O papel “diapasônico” da Educação é o de mecanismo para alicerçar as mudanças imprescindíveis neste novo tempo. Transformações advindas da luta pela justiça social, pelo extermínio da fome, pelo fim do rancor e do crime, pela substituição do êxtase mentiroso das drogas por horizontes reais de emprego, lazer, preservação da natureza e da vida.

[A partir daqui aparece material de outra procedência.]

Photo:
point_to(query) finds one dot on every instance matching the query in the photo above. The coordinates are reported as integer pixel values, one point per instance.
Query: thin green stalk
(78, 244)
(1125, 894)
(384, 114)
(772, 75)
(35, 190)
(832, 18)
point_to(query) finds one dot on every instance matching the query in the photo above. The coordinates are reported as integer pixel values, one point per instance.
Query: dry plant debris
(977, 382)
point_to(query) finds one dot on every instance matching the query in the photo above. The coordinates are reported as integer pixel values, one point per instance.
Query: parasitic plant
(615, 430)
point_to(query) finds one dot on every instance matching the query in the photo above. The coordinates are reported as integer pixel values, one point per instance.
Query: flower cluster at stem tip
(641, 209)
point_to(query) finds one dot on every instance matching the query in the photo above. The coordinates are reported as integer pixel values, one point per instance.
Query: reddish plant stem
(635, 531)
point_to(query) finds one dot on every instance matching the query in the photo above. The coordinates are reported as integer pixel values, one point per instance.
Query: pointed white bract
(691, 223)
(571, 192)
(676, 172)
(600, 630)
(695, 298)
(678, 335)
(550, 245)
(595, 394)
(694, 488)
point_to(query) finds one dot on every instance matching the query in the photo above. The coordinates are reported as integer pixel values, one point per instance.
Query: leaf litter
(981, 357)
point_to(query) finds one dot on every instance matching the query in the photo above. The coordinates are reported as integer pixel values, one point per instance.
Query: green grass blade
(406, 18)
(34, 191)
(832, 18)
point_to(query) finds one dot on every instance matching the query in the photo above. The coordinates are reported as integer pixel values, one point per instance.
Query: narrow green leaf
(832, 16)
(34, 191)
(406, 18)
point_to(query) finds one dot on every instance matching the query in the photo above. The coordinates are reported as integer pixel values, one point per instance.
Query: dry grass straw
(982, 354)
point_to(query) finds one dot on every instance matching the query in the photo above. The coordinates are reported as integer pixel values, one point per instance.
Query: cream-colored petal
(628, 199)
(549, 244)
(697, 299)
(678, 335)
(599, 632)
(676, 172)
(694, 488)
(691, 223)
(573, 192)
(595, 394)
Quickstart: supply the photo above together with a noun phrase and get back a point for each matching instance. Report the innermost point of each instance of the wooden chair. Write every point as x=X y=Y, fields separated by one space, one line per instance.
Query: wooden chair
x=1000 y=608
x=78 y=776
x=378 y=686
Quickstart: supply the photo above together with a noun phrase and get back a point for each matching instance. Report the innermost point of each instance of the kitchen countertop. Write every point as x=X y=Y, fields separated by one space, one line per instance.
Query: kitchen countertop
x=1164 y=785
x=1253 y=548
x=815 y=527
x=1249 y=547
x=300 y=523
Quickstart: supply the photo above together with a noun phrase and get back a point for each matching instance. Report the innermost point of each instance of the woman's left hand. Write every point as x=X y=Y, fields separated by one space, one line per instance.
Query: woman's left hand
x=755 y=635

O papel “diapasônico” da Educação é o de “afinação” com a universalização do ensino em nosso país, liberta esta de orçamentos governamentais parcos e demagógicos, ficando seu refinanciamento a cargo de toda a sociedade, do empresariado nacional, das ONGS e dos governos em todos os níveis. O papel “diapasônico” da Educação é o de afinação entre educadores e professores para que se mobilizem a fim de melhorar a Educação e conquistarem a valorização da classe não apenas em termos salariais, mas também por meio de maior capacitação profissional, contextualizando-a nos novos tempos. É preciso reconhecer, da mesma forma, que a importância de quem ensina é a mesma de quem aprende, para que o resultado deste equilíbrio seja a formação de uma geração de homens e mulheres de todas as idades, de mentalidade renovada e alto nível de conhecimento. Só assim teremos uma nação mais crítica, consciente da realidade, capaz de aperfeiçoar a democracia e, assim, soberanamente, eleger políticos de melhor qualidade e voz afinada, que entoam um novo canto, de progresso aliado à justiça social, para formar um novo Brasil.

* Diapasônico: neologismo formado com base na palavra “diapasão”, que significa instrumento utilizado para afinar outros instrumentos e a voz.